Und wenn Gott mich vergisst?
Aber gibts das nicht auch andersherum? Gibt’s nicht auch Momente, in denen man sich vom Allmächtigen vergessen fühlt?
Wo man schreien möchte: Gott, hast du deine Menschenkinder vergessen? Wie geht das alles zusammen? Deine Liebe zu uns, deine Macht und die Katastrophen, die wir erleben?
Wie kannst du das alles zulassen?
Im Kleinen und im Großen.
Da reichen ja manchmal ein paar Minuten Nachrichten im Fernsehen, um seinen Wohnzimmertisch vollzupflastern mit Zetteln, auf denen Fragen stehen, die einen guten und gerechten Gott höchst unangenehm sein müssten. Und dann stehts du als Christ da, und zuckst mit den Schultern. Hast keine Antwort.
Vergissmeinnicht – das ist eine zarte Pflanze.
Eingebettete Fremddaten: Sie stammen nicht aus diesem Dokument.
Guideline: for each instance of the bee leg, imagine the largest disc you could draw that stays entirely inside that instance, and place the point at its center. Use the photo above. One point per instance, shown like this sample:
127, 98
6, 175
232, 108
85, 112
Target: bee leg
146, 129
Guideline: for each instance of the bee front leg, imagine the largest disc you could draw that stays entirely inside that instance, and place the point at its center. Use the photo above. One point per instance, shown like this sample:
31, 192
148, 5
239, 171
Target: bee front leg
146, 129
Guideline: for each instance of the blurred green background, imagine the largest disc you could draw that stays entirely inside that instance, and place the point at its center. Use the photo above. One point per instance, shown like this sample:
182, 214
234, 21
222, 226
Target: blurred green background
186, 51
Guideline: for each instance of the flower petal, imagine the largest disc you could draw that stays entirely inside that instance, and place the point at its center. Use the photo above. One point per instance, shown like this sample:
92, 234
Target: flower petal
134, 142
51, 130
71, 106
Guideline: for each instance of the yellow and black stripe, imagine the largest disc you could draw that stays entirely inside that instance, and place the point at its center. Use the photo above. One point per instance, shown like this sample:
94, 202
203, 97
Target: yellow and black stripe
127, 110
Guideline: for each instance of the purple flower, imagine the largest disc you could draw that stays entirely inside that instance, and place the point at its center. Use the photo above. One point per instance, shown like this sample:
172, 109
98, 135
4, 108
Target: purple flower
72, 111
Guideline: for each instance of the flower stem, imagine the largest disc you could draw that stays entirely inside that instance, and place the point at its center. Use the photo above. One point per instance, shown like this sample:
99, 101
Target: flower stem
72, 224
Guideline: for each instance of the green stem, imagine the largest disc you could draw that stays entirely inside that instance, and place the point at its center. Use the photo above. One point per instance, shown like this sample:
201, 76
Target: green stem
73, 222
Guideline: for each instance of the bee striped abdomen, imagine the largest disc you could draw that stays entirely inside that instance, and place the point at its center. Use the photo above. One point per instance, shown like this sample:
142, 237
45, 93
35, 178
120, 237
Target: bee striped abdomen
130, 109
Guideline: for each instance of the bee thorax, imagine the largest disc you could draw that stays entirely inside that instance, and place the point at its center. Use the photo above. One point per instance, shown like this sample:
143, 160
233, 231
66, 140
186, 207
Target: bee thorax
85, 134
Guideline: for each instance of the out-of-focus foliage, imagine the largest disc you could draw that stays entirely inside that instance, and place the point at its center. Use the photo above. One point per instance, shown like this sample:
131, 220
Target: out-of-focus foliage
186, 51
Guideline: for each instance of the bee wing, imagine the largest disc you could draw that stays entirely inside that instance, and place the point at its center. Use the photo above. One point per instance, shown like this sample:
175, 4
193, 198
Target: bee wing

Feine, empfindliche Blätter.
Kleine Blättchen, aber sehr viele.
Ist es mit der Antwort auf meine Fragen auch so?
Ich hätte gerne den großen schlagenden Beweis, dass Gott alles im Griff hat.
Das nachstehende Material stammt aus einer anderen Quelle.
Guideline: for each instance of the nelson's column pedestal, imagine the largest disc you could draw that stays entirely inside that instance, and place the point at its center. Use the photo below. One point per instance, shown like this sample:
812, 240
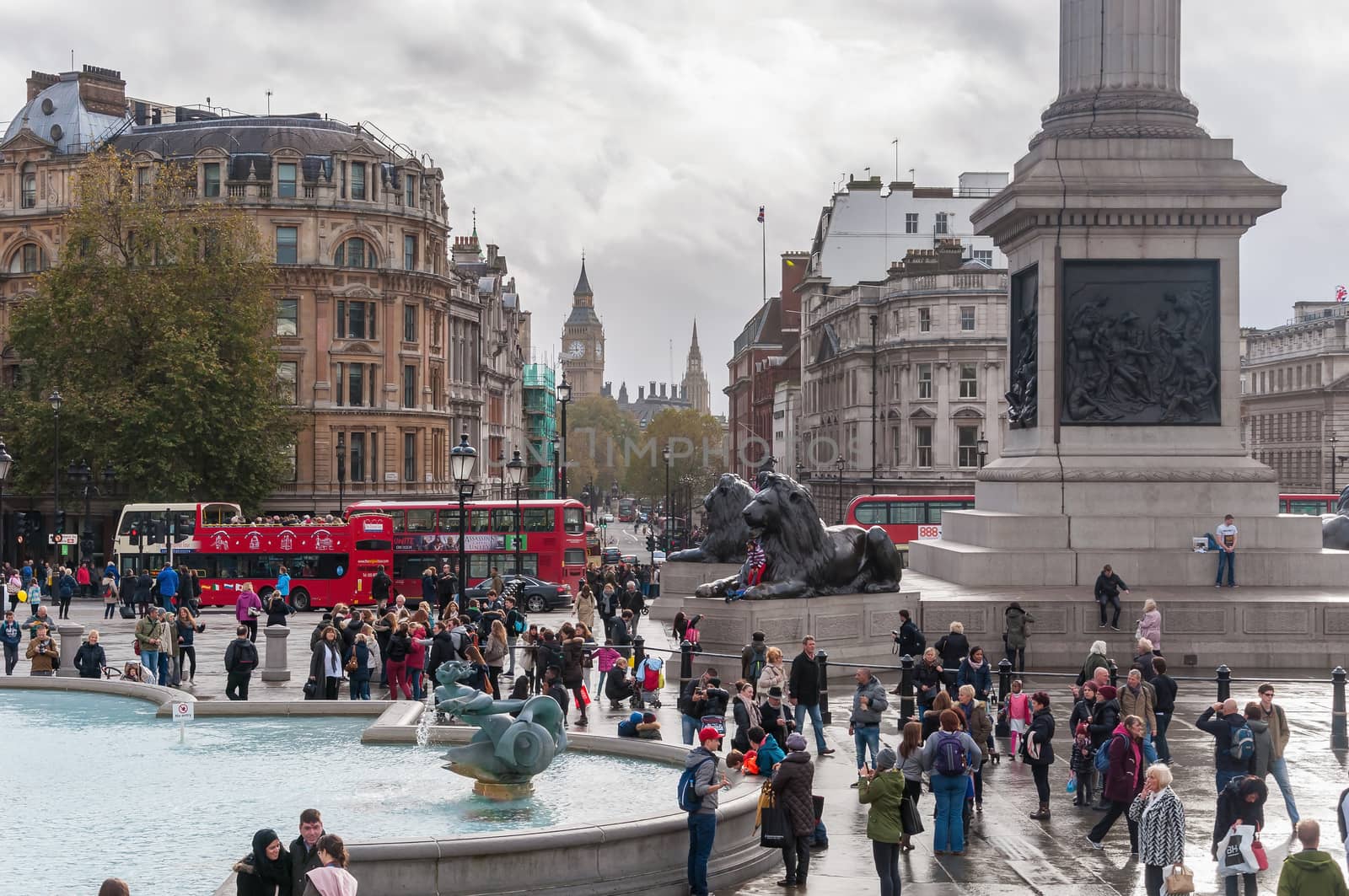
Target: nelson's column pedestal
1123, 229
Und es wäre so wundervoll, wenn es die eine Erklärung für all diese Gefühle der Gottverlassenheit gäbe.
Aber das Vergissmeinnicht ist anders.
Es sind eher so kleine Hinweise, so kleine Momente, die mich da immer wieder hoffen lassen.
Ich vergesse dich nicht, sagt Gott.
Du sagst: Gott hat mich im Stich gelassen, er hat mich längst vergessen! Aber ich sage dir: Kann eine Mutter ihren Säugling vergessen? Bringt sie es übers Herz, das Neugeborene seinem Schicksal zu überlassen? Und selbst wenn sie es vergessen würde – ich vergesse dich niemals! Weißt du? Unauslöschlich habe ich deinen Namen auf meine Handflächen geschrieben, das, was dir wichtig ist, habe ich ständig vor Augen! (nach Jesaja 49, 14-16)
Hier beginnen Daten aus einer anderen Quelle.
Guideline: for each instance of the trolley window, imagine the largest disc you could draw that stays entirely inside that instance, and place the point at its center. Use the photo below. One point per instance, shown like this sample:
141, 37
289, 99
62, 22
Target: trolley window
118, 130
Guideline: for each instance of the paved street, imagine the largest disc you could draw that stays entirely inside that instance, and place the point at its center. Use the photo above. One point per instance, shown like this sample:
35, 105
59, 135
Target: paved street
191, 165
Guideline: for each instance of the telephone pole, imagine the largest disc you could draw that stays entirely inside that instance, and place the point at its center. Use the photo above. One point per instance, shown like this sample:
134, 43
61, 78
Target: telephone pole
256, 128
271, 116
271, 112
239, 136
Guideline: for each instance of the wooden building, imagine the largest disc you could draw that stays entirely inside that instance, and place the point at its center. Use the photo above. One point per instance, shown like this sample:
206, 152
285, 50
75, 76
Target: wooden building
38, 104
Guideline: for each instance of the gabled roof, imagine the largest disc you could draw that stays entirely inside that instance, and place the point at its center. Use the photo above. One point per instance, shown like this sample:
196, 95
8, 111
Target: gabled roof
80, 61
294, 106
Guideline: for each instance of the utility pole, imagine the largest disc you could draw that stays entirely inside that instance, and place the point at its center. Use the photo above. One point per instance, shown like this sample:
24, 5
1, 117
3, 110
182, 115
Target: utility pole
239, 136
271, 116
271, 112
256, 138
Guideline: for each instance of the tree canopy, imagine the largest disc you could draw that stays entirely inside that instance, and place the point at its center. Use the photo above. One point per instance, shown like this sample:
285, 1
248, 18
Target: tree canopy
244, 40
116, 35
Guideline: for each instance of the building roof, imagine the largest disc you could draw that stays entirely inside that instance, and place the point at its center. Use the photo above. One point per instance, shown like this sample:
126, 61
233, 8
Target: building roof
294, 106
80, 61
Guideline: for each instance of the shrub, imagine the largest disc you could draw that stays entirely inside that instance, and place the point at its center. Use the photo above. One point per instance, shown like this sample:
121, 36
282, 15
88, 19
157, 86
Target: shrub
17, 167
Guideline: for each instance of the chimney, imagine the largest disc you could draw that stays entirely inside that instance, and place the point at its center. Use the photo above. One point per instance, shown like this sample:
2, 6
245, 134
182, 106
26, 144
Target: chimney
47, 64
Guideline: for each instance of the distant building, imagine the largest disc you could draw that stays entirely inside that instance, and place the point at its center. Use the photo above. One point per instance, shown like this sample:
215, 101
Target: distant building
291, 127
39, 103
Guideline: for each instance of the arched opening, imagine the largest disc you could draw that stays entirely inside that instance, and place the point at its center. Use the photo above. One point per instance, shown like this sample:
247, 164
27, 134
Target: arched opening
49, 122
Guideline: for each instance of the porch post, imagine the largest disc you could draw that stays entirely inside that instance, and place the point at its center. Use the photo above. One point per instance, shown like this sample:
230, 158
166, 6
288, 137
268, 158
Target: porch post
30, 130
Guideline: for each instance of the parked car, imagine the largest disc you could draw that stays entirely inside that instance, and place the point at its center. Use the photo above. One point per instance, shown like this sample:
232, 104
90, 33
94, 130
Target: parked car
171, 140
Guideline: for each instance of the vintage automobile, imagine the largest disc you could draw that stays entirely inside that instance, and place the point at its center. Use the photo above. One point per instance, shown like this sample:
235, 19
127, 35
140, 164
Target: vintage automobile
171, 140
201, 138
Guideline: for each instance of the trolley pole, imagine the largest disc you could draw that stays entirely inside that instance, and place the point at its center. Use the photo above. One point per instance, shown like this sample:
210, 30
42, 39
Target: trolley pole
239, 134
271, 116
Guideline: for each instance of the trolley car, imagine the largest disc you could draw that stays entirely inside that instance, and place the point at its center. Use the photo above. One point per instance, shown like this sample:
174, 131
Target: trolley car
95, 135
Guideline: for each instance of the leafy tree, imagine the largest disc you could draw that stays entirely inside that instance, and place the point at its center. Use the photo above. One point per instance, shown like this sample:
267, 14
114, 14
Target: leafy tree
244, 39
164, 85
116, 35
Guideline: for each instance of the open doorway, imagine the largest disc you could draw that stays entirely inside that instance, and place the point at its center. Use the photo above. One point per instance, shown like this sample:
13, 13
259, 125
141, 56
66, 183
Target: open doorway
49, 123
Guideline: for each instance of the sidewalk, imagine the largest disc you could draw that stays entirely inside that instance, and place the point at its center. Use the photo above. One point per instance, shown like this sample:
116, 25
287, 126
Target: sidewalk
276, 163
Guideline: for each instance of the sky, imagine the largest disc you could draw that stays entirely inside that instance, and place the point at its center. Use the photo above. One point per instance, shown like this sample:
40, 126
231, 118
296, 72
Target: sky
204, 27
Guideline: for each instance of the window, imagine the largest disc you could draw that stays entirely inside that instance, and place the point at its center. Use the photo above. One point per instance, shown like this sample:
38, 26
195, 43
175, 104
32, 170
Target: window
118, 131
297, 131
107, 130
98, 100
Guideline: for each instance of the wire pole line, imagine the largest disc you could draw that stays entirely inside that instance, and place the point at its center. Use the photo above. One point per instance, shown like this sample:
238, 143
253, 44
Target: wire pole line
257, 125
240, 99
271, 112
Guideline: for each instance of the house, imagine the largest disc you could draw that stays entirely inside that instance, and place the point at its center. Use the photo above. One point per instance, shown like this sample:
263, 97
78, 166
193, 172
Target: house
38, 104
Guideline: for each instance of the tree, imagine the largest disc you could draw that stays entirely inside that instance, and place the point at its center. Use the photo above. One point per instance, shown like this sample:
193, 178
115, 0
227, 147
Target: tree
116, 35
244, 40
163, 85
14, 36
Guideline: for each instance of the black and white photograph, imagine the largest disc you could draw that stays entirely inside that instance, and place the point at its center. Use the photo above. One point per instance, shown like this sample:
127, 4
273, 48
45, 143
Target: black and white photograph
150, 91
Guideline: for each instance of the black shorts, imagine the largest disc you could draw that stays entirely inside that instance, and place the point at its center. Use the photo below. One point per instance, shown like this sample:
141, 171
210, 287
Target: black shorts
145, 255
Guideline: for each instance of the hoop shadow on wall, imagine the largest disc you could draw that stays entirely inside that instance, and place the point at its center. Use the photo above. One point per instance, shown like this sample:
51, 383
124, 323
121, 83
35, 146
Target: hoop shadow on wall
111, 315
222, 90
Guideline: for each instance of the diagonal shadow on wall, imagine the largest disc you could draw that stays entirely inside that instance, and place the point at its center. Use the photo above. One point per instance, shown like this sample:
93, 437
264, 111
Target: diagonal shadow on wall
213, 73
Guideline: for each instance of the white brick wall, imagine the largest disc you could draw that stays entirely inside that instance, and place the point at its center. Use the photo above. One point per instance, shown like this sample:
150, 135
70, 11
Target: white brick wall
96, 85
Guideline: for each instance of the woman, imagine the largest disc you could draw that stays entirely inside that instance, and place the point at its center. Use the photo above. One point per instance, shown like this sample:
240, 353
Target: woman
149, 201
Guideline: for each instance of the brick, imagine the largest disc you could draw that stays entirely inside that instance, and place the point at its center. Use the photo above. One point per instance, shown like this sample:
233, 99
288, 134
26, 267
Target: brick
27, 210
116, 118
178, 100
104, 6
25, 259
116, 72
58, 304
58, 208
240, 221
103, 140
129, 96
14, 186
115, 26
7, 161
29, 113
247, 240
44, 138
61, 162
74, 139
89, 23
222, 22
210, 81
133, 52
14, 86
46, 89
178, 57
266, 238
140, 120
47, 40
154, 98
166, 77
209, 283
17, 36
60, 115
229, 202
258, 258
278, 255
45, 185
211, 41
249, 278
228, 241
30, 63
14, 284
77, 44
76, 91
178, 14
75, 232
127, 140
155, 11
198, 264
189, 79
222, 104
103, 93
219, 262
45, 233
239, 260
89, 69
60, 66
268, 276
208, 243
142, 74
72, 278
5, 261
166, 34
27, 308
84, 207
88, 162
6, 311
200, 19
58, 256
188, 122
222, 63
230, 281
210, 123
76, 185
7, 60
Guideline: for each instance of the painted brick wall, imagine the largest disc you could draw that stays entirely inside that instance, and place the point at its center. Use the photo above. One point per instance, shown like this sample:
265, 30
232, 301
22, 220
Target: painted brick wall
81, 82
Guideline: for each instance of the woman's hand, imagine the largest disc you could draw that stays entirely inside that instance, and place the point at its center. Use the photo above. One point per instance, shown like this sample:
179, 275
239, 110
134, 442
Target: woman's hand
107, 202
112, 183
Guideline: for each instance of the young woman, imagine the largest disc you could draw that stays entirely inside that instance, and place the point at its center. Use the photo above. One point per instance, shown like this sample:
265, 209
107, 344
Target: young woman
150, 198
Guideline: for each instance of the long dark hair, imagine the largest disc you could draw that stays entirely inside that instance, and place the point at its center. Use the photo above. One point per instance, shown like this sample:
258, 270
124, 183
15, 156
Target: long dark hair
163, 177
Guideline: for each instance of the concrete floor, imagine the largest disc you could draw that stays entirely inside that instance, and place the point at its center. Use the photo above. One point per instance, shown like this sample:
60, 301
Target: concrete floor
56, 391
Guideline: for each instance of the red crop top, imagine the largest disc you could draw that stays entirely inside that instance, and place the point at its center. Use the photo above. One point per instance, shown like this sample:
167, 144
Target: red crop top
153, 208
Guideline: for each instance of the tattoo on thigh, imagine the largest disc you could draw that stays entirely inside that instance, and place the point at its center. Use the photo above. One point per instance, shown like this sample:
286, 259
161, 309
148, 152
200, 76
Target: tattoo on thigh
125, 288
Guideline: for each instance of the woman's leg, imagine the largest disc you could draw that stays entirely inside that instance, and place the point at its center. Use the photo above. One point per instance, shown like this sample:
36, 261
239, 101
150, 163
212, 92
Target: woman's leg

In den letzten Zeilen habe ich aus dem Propheten Jesaja zitiert. Das war seine Antwort auf die Klagen des Volkes, das sich mal wieder als von Gott im Stich gelassen empfand.
Diese Vorstellung: Dass Gott mich genauso wenig vergessen wird, wie ein Mutter ihr kleines Kind.
Und das Bild: Dass Gott sich meinen Namen auf die Hand geschrieben hat.
Das sind meine kleinen Vergissmeinnicht-Bilder, die mir gut tun.
Bilder, die viele Menschen durch schwere Zeiten getragen haben.